Quel a été votre premier souvenir de Karamel de Lauture ?

Il est né à la maison, et la toute première remarque que nous avons faite en le voyant avec mes parents, est qu’il était déjà alezan brûlé, très brûlé. Ma mère a ajouté qu’il était “costaud”, avec des bonnes articulations. J’avais tout juste treize ans.

Quel a été son parcours de compétiteur ?

Il a participé aux épreuves de cycles classiques ; ma ligne directrice était de suivre ce circuit tant que tout allait bien. Nous avons donc gagné le championnat des quatre ans, avons été vice-champions de France à cinq ans et remporté un nouveau titre à six ans.

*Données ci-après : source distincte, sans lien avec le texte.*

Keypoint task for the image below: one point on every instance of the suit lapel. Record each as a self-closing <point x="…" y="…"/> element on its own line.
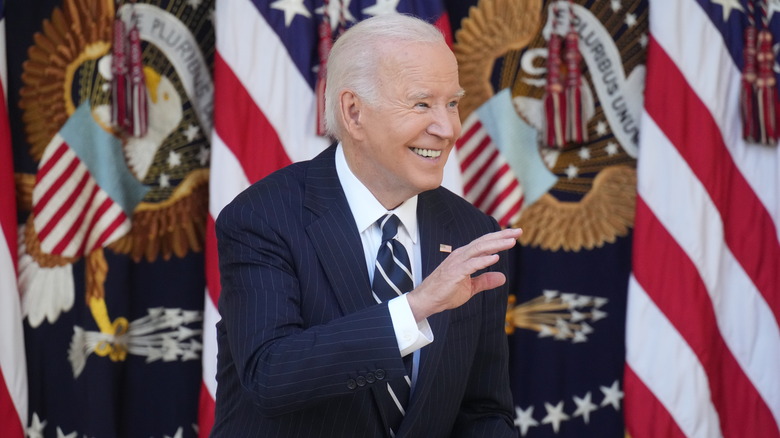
<point x="334" y="235"/>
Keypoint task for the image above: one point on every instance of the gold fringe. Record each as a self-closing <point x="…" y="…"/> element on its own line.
<point x="96" y="273"/>
<point x="172" y="227"/>
<point x="492" y="28"/>
<point x="24" y="185"/>
<point x="604" y="213"/>
<point x="81" y="30"/>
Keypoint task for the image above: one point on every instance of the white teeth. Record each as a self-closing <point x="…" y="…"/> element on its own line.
<point x="428" y="153"/>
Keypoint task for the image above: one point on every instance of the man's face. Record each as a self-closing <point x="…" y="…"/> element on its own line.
<point x="405" y="139"/>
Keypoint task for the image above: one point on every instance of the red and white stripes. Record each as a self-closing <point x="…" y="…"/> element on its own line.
<point x="488" y="181"/>
<point x="13" y="366"/>
<point x="702" y="340"/>
<point x="264" y="118"/>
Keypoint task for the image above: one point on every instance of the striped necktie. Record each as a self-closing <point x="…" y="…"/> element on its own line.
<point x="392" y="278"/>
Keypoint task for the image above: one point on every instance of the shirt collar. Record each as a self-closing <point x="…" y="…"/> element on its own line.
<point x="366" y="209"/>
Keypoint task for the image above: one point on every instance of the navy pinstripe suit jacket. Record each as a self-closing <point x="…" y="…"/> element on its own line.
<point x="303" y="347"/>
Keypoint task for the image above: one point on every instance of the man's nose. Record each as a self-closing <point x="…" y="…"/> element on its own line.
<point x="445" y="124"/>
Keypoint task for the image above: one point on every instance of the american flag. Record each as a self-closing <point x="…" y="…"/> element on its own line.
<point x="488" y="180"/>
<point x="84" y="196"/>
<point x="702" y="339"/>
<point x="265" y="111"/>
<point x="13" y="366"/>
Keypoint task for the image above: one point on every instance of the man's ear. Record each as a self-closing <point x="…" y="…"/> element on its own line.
<point x="351" y="106"/>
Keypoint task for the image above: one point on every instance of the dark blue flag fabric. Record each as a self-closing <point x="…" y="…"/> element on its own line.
<point x="112" y="205"/>
<point x="566" y="318"/>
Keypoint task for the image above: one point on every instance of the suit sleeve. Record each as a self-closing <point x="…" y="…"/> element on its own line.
<point x="286" y="362"/>
<point x="486" y="410"/>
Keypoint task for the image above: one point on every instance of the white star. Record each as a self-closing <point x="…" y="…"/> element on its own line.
<point x="643" y="40"/>
<point x="336" y="9"/>
<point x="584" y="407"/>
<point x="555" y="415"/>
<point x="612" y="148"/>
<point x="585" y="328"/>
<point x="612" y="395"/>
<point x="601" y="128"/>
<point x="179" y="433"/>
<point x="291" y="8"/>
<point x="572" y="171"/>
<point x="728" y="5"/>
<point x="630" y="20"/>
<point x="174" y="159"/>
<point x="60" y="434"/>
<point x="382" y="7"/>
<point x="774" y="6"/>
<point x="583" y="300"/>
<point x="597" y="314"/>
<point x="191" y="132"/>
<point x="203" y="155"/>
<point x="579" y="337"/>
<point x="525" y="419"/>
<point x="36" y="428"/>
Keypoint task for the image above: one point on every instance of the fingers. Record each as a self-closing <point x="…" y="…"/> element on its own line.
<point x="487" y="281"/>
<point x="480" y="253"/>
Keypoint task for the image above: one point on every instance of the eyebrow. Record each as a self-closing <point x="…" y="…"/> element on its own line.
<point x="421" y="96"/>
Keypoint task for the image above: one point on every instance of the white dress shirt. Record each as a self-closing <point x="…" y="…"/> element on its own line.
<point x="366" y="210"/>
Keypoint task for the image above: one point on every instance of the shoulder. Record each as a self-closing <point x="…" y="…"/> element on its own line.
<point x="280" y="191"/>
<point x="460" y="209"/>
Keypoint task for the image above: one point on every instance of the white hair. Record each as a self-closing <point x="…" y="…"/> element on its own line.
<point x="354" y="59"/>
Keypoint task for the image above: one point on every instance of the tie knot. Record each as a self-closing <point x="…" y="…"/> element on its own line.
<point x="389" y="225"/>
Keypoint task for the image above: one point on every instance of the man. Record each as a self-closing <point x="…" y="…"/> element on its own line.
<point x="309" y="343"/>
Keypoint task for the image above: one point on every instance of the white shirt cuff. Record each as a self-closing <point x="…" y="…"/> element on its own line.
<point x="411" y="336"/>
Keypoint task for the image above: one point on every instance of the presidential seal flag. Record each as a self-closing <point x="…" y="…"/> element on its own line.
<point x="13" y="372"/>
<point x="556" y="88"/>
<point x="111" y="110"/>
<point x="269" y="61"/>
<point x="702" y="337"/>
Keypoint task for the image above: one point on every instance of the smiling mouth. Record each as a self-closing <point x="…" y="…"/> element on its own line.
<point x="427" y="153"/>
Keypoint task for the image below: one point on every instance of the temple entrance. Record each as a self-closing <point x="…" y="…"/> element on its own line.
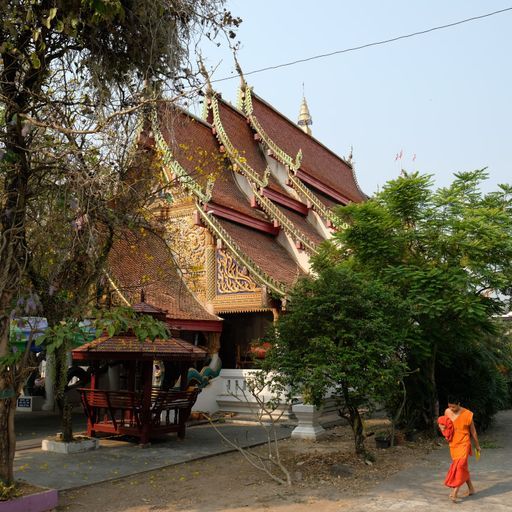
<point x="238" y="332"/>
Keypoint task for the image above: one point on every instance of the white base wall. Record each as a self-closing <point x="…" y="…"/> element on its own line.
<point x="228" y="393"/>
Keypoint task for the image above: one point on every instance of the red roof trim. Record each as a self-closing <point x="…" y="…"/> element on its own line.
<point x="297" y="127"/>
<point x="328" y="191"/>
<point x="240" y="218"/>
<point x="286" y="201"/>
<point x="195" y="325"/>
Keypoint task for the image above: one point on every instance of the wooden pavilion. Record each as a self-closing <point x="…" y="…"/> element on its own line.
<point x="139" y="410"/>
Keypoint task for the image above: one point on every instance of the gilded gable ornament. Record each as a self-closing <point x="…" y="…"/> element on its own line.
<point x="232" y="277"/>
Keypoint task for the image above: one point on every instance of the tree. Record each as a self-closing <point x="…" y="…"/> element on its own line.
<point x="69" y="72"/>
<point x="343" y="332"/>
<point x="448" y="253"/>
<point x="59" y="340"/>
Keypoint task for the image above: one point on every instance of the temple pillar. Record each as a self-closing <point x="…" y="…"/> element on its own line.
<point x="210" y="268"/>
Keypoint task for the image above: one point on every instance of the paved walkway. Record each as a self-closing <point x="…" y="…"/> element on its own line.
<point x="421" y="488"/>
<point x="115" y="459"/>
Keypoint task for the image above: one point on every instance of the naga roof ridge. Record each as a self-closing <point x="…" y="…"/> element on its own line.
<point x="286" y="118"/>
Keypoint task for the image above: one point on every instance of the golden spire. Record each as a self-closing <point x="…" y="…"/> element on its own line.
<point x="305" y="120"/>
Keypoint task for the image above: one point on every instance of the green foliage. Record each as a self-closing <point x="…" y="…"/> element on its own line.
<point x="112" y="322"/>
<point x="343" y="332"/>
<point x="124" y="319"/>
<point x="9" y="492"/>
<point x="448" y="253"/>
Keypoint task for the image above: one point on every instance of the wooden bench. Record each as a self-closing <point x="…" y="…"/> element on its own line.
<point x="122" y="412"/>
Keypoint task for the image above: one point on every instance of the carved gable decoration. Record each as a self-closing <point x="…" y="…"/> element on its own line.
<point x="189" y="244"/>
<point x="232" y="277"/>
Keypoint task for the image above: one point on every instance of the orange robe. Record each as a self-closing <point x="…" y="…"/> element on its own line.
<point x="460" y="450"/>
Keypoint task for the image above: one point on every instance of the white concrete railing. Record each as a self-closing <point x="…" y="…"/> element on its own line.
<point x="230" y="393"/>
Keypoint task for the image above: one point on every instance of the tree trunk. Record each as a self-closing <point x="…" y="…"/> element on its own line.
<point x="433" y="399"/>
<point x="65" y="408"/>
<point x="7" y="409"/>
<point x="356" y="424"/>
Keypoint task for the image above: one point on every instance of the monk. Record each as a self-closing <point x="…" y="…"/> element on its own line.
<point x="460" y="448"/>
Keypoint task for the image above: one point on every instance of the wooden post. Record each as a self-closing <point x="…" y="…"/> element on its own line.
<point x="146" y="419"/>
<point x="182" y="413"/>
<point x="90" y="430"/>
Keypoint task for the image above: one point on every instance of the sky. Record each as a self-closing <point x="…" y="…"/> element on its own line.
<point x="443" y="99"/>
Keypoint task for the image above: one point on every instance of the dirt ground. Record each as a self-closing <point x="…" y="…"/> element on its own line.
<point x="229" y="483"/>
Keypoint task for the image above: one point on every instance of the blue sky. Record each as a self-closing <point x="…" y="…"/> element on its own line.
<point x="445" y="96"/>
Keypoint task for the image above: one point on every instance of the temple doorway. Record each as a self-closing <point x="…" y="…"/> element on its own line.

L’année de ses sept ans, nous avons couru sur des amateurs 1, pour préparer le Petit Tour. À huit ans, nous avons couru une année de Petit Tour, et à dix ans, nous entamions le Medium Tour comme il est dénommé maintenant. Il a gagné deux années consécutives le Critérium Grand Tour et a abordé le niveau Pro Élite à onze ans. Malheureusement, il a subi deux chirurgies pour des coliques l’année de ses douze ans et a été éloigné des terrains pendant presque une saison.

Sur le moment, après les deux interventions à la suite, les chirurgiens doutaient qu’il puisse retrouver le grand sport. Je l’avais accepté, car ma priorité était sa survie, mais il est revenu encore plus fort après cette année quasi-blanche et nous avons poursuivi sur les plus beaux terrains de France et d’Europe, avec – entre autres – les étapes de la Coupe du monde de Lyon ou Londres, mais aussi les championnats d’Europe.

Avez-vous traversé des périodes de doute ?

J’ai douté pendant cette interruption, mais cela a été le seul moment. Après cela, jamais ! Il a toujours été très généreux, volontaire et performant.

Quelle était sa plus grande qualité ?

Indéniablement, sa générosité. Il avait un cœur absolument énorme, et voulait toujours bien faire. Au quotidien, en concours, tout le temps ! Il était hyper-motivé et ce trait de caractère lui permettait d’être très régulier dans ses résultats. 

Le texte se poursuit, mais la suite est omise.